Essa é a mesma Folha que nos anos de chumbo deu suporte político e material a um dos maiores centros de tortura da ditadura: a OBAN. A ponto de ter veículos com o logo do jornal, que eram usados em operações da OBAN, incendiados pela ALN, uma das organizações de esquerda daquele tempo. A Folha sempre teve lado. E nunca foi o da classe trabalhadora e do povo.
Durante todos os 20 meses da colaboração entre Haddad e a Folha cada um seguiu sendo o que sempre foi. Haddad escreveu colunas sobre variados temas, expondo as suas opiniões. Que quase sempre representaram uma visão mais palatável e menos radical, servindo ao compromisso de “mostrar as conexões das partes com o todo e explorar alternativas”, sem ofender ou criar embaraços com os donos da casa. As alternativas estavam quase sempre circunscritas aos domínios de uma teórica busca de diálogo com o leitor da folha, mas sem assustá-lo.
No que pese todos os meses convivendo com a Folha sendo a Folha, o estopim que detonou a colaboração foi o editorial do jornal de segunda-feira, 4/01, que dizia:
“Fernando Haddad assumiu o papel de poste e a chapa surfou nos votos que Lula ainda era capaz de amealhar, sendo derrotada por Jair Bolsonaro no segundo turno sem conseguir apoios expressivos.
Talvez esperançoso por uma nova chance, Haddad lançou no fim do ano passado a candidatura do ex-chefe em 2022, algo que depende de um complexo arranjo legal.”

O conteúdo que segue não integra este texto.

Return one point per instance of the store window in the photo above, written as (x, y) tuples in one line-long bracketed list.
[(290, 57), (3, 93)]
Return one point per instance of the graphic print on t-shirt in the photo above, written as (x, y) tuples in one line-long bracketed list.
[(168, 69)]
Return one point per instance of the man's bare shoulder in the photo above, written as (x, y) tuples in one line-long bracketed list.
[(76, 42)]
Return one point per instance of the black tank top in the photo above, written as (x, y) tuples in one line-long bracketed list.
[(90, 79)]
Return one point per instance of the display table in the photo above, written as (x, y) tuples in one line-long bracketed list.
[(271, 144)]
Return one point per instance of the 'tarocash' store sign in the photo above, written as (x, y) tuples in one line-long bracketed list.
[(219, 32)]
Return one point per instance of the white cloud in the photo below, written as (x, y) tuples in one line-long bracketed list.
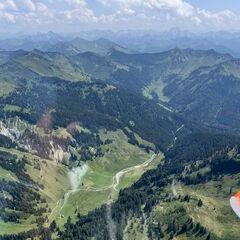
[(154, 14), (29, 4)]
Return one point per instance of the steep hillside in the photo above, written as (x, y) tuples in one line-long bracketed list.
[(172, 202)]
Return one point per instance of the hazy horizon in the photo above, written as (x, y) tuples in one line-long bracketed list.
[(66, 16)]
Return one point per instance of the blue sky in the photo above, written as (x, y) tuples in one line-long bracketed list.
[(77, 15)]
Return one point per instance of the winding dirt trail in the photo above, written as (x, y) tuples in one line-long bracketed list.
[(113, 186)]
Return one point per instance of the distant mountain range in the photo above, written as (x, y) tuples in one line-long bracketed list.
[(136, 41)]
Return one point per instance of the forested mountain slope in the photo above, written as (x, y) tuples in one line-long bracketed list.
[(77, 132)]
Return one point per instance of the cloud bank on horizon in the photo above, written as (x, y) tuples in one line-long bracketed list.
[(77, 15)]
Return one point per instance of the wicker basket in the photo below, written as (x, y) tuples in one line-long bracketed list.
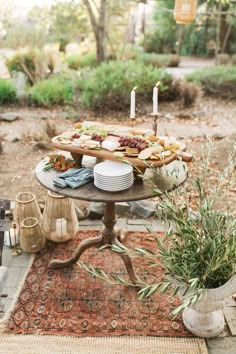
[(59, 221), (185, 11), (32, 239)]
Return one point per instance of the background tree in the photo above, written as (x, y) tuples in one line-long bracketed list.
[(97, 14), (64, 21)]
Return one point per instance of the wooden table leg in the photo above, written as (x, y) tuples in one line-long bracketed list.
[(83, 246), (110, 238), (107, 238)]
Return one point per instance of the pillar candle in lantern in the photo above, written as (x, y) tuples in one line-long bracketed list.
[(132, 103), (155, 98), (61, 226)]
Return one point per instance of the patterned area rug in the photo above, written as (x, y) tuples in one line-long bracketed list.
[(71, 302)]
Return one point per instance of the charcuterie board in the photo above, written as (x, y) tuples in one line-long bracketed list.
[(109, 143)]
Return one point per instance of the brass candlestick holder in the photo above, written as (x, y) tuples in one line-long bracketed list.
[(155, 121)]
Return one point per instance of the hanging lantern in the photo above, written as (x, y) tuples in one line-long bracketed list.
[(185, 11)]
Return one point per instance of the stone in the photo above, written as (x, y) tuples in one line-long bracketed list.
[(222, 345), (10, 116), (218, 136), (198, 114), (95, 210), (143, 208), (169, 116)]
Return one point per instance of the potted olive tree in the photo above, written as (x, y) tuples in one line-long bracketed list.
[(198, 252)]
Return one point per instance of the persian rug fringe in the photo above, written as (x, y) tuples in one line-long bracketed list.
[(3, 320), (38, 344)]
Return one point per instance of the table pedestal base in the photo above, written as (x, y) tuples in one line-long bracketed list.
[(108, 237)]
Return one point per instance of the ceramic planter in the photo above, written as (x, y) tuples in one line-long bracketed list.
[(206, 318)]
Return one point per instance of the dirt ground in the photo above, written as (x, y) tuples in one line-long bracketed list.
[(27, 139)]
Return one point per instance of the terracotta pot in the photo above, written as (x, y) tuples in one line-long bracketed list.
[(59, 221), (32, 239), (205, 318)]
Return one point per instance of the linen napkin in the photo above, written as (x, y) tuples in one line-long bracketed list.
[(74, 177)]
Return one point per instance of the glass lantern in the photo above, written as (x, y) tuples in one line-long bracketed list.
[(59, 221), (185, 11)]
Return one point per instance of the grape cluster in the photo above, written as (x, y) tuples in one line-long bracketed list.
[(98, 137), (75, 136), (133, 142)]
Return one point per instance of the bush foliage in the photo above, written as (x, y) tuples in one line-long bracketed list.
[(32, 62), (160, 60), (218, 80), (77, 61), (109, 85), (7, 92), (55, 90)]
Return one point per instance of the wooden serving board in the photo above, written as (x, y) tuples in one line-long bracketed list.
[(77, 152)]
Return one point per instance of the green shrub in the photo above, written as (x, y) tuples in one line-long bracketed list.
[(109, 85), (76, 61), (233, 59), (32, 62), (160, 60), (7, 92), (55, 90), (219, 80), (223, 59)]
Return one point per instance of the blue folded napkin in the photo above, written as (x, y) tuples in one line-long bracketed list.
[(74, 177)]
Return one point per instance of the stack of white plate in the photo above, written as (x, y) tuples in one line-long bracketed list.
[(113, 176)]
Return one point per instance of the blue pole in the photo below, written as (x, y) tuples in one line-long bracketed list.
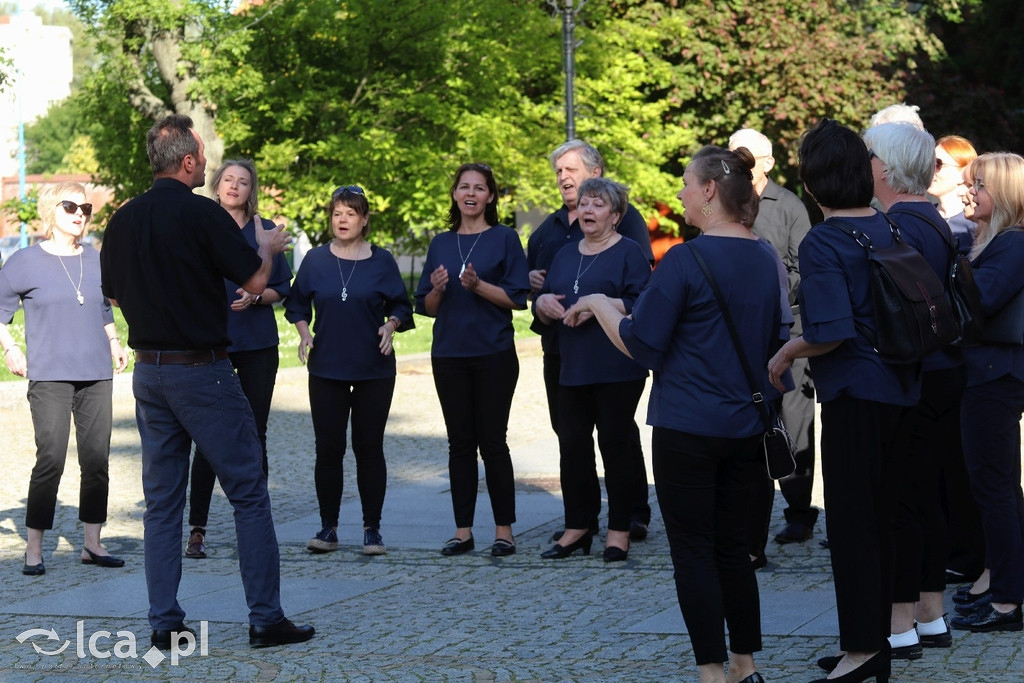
[(22, 191)]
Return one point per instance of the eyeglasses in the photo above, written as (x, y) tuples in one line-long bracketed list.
[(354, 189), (72, 208)]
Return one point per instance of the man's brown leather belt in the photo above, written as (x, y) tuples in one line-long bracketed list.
[(188, 357)]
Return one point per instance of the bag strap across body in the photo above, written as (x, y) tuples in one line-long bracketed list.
[(756, 395)]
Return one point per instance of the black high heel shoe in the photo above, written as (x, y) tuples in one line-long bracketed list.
[(878, 667), (557, 552)]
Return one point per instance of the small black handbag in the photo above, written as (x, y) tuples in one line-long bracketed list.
[(778, 447)]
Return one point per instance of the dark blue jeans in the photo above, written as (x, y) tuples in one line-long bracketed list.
[(257, 373), (990, 416), (174, 407)]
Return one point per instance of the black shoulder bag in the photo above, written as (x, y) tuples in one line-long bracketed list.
[(778, 446)]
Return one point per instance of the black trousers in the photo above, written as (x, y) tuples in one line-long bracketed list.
[(475, 394), (920, 546), (257, 373), (861, 443), (991, 419), (609, 408), (640, 506), (52, 406), (702, 487), (369, 401)]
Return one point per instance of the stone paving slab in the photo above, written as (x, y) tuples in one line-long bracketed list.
[(411, 614)]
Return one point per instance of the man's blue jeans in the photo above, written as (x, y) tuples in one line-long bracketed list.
[(178, 404)]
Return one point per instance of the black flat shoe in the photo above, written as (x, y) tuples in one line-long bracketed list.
[(614, 554), (502, 548), (102, 560), (161, 638), (638, 531), (829, 663), (877, 667), (968, 598), (457, 546), (557, 536), (794, 532), (282, 633), (557, 552), (33, 569), (989, 619), (968, 608)]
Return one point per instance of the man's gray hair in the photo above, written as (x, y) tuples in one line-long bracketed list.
[(898, 114), (591, 157), (756, 141), (169, 141)]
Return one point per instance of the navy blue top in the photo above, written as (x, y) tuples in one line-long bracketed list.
[(999, 275), (835, 297), (346, 345), (937, 250), (555, 232), (678, 331), (256, 327), (468, 325), (65, 341), (620, 272), (170, 238)]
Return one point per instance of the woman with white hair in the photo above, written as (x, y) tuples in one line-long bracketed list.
[(903, 166), (993, 399), (70, 339)]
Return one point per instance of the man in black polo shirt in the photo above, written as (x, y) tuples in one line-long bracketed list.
[(572, 163), (165, 256)]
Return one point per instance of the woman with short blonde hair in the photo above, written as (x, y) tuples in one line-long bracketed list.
[(71, 339)]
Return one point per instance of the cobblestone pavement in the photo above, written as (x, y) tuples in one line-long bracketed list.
[(411, 614)]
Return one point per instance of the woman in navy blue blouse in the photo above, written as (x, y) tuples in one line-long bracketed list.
[(993, 400), (707, 436), (866, 404), (598, 386), (360, 301), (474, 275), (252, 328)]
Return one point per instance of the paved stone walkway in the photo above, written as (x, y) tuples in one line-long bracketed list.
[(411, 614)]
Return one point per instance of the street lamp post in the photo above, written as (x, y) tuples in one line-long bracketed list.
[(568, 10)]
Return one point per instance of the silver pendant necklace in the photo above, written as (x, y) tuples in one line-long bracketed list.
[(81, 271), (576, 285), (344, 281), (466, 259)]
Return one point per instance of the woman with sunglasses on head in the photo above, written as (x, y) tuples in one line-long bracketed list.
[(952, 154), (993, 399), (474, 275), (252, 327), (355, 293), (70, 340)]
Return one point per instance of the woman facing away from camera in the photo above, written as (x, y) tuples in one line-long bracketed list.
[(359, 300), (707, 429), (70, 342), (474, 275), (252, 328), (865, 402)]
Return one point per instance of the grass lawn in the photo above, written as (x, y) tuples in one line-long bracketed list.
[(406, 343)]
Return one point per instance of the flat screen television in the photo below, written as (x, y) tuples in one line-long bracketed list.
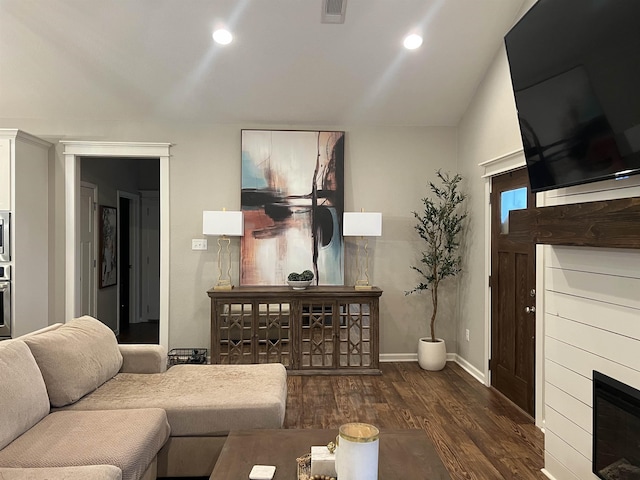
[(575, 71)]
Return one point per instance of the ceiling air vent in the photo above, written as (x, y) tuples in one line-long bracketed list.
[(333, 11)]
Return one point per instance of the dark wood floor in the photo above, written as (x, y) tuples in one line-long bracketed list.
[(143, 332), (478, 434)]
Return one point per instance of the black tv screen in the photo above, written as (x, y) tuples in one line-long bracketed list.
[(575, 70)]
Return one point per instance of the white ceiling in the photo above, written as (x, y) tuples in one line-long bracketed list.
[(154, 60)]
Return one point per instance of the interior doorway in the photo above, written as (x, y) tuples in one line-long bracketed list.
[(88, 248), (128, 260), (74, 151), (513, 283)]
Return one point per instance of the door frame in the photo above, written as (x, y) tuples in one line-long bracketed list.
[(134, 251), (94, 270), (497, 166), (73, 152)]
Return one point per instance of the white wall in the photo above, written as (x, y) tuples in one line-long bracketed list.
[(592, 322), (488, 131), (386, 170)]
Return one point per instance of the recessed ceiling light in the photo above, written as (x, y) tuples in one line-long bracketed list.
[(413, 41), (222, 36)]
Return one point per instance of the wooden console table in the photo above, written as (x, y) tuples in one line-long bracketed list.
[(323, 329)]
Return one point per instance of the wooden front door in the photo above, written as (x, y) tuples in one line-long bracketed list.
[(512, 294)]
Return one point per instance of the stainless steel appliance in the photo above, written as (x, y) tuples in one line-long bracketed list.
[(5, 301), (5, 232)]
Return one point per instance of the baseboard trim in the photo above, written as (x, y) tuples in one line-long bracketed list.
[(470, 369), (451, 357), (398, 357)]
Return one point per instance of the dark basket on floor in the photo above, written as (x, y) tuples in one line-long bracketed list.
[(187, 355)]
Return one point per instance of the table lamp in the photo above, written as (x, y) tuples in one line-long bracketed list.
[(362, 225), (223, 224)]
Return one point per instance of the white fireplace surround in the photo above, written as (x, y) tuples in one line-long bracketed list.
[(591, 322)]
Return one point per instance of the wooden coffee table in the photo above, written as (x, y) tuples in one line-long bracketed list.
[(403, 453)]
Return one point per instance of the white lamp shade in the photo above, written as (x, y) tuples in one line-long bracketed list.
[(362, 224), (222, 222)]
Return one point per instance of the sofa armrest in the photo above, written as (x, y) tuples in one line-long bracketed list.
[(140, 358), (95, 472)]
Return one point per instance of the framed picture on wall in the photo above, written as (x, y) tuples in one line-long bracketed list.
[(108, 247), (292, 199)]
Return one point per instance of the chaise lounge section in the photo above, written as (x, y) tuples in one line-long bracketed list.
[(87, 374)]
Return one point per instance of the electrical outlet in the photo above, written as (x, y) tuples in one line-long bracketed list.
[(198, 244)]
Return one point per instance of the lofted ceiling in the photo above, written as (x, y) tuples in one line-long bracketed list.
[(155, 60)]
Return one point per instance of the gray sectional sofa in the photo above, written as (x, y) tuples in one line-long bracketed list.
[(72, 399)]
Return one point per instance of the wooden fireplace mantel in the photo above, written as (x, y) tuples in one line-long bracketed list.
[(605, 223)]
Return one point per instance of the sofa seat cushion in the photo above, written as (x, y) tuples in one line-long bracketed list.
[(75, 358), (127, 439), (23, 395), (201, 399), (93, 472)]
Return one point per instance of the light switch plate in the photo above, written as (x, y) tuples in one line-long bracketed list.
[(198, 244)]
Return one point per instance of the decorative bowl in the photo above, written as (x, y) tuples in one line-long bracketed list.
[(299, 284)]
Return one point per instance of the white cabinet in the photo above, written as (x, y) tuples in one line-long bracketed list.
[(5, 174), (24, 191)]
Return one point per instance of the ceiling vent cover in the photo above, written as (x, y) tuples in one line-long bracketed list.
[(333, 11)]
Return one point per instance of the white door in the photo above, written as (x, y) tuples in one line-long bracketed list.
[(150, 256), (88, 272)]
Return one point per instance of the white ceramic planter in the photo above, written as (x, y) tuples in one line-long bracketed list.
[(432, 355)]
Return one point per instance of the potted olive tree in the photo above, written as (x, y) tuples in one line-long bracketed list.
[(439, 225)]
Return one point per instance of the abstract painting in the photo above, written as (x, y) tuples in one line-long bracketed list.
[(292, 200), (108, 252)]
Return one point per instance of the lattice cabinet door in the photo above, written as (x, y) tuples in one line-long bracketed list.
[(317, 338), (273, 333), (234, 333), (356, 338)]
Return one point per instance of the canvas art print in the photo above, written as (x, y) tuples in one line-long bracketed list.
[(292, 200), (108, 253)]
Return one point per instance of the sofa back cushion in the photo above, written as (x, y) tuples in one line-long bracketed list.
[(23, 396), (76, 358)]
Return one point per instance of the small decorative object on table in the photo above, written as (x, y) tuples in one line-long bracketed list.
[(304, 470), (300, 281), (187, 355)]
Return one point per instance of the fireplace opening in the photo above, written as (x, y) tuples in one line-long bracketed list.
[(616, 429)]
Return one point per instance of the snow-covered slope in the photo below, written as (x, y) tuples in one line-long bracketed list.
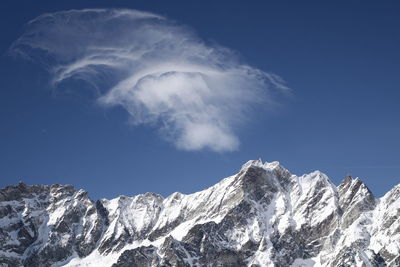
[(262, 216)]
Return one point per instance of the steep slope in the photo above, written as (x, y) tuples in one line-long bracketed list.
[(262, 216)]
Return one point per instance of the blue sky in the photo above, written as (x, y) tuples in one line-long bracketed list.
[(340, 60)]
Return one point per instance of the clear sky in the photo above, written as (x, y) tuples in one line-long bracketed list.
[(340, 59)]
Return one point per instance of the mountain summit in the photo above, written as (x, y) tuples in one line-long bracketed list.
[(261, 216)]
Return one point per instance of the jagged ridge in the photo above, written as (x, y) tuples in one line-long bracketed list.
[(262, 216)]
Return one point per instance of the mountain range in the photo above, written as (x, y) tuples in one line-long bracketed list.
[(261, 216)]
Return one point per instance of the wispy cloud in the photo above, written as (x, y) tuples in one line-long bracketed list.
[(161, 72)]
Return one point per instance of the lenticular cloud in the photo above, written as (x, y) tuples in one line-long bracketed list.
[(160, 72)]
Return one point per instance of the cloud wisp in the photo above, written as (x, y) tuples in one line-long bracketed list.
[(197, 94)]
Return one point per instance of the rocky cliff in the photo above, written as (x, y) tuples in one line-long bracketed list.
[(262, 216)]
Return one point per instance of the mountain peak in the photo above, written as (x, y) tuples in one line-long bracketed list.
[(262, 216)]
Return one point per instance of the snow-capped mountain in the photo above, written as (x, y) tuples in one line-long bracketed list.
[(262, 216)]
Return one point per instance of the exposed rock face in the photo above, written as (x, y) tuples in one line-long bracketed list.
[(262, 216)]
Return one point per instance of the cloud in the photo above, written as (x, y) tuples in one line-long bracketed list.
[(197, 94)]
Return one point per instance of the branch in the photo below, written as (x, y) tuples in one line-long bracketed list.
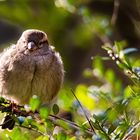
[(115, 11), (84, 112), (14, 109)]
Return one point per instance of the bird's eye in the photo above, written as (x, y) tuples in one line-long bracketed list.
[(42, 42)]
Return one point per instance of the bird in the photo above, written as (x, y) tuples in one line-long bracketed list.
[(31, 67)]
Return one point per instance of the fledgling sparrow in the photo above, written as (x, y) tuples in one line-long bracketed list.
[(31, 67)]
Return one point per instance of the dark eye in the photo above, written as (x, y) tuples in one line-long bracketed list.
[(43, 42)]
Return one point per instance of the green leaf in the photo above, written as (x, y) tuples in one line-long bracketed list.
[(2, 100), (107, 47), (61, 136), (34, 103), (43, 138), (55, 109), (98, 65), (43, 111), (129, 50)]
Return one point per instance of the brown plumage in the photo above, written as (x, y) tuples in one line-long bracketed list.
[(31, 67)]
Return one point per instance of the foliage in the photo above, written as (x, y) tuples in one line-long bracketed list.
[(103, 107), (102, 111)]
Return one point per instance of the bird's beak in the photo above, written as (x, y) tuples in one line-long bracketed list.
[(32, 46)]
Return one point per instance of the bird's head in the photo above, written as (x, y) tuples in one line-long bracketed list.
[(33, 39)]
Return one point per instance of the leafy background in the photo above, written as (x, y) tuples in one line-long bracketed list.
[(99, 43)]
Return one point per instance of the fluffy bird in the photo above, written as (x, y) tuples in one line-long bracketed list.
[(31, 67)]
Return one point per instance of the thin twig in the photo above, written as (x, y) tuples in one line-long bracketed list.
[(131, 130), (30, 128), (20, 112), (72, 124), (83, 111), (115, 11)]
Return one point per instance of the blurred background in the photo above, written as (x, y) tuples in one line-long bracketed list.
[(76, 28)]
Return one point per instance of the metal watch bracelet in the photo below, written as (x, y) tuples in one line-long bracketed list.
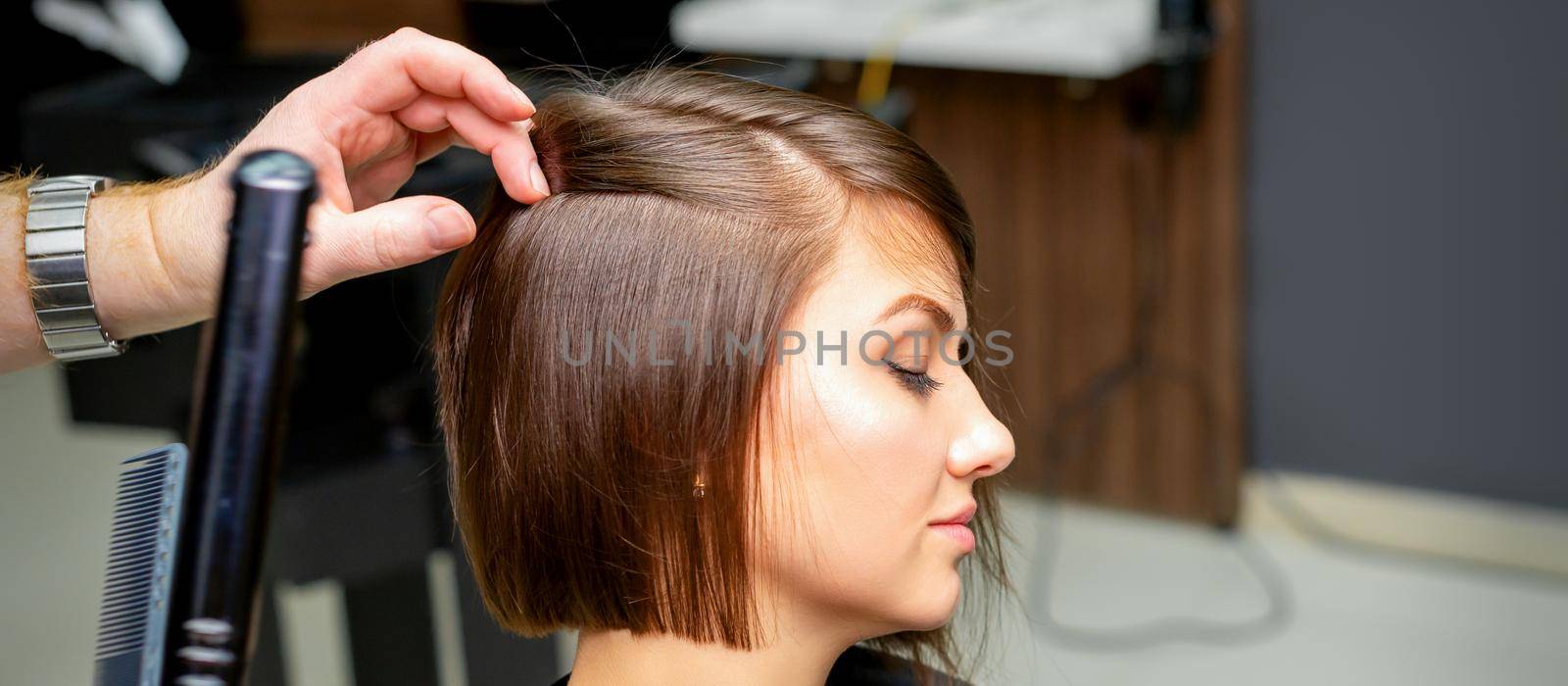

Mais uma das tantas pancadas dirigidas ao partido ao longo dos 20 meses. Mas dessa vez era dirigida diretamente a ele. Em um texto duro e bem construído, intitulado “Despedida” ele rompe com a colaboração com o jornal. Deixa claro as razões que o levaram a isso e também uma crítica ao modo Folha de operar.
Olhando de longe esse episódio e a novela da eleição da Câmara de Deputados não têm nada em comum. Olhando perto, e nem precisa ser assim tão de perto, fica evidente que os dois episódios estão conectados pelo fio da tática e estratégia de buscar uma aproximação e algum tipo de convivência pacífica com as classes dominantes. Há relação política entre o que levou a bancada e a direção a Baleia e o que levou Haddad a Folha. Em ambas as situações mostrar um PT que se acomoda ao jogo institucional, que pode ser domesticado e ser um parceiro confiável. Aparam-se algumas arestas, faz-se de um lado, o nosso, grandes concessões, e do outro abre-se mão de pequenos pontos que não modificam o conjunto da obra e está feita a mágica. Mas, como se diz, só que não! A classe dominante, em pleno curso do golpe para acabar com o PT, Lula e a esquerda que representa algum perigo, não está disposta a isso. A Folha mostrou a Haddad o que realmente pensa dele. E por tabela deixou claro a importância de tê-lo nos seus quadros: nenhuma. As últimas declarações de Baleia Rossi e Rodrigo Maia mostram o que eles estão dispostos a ceder em acordos com o PT e a esquerda: nada de importante.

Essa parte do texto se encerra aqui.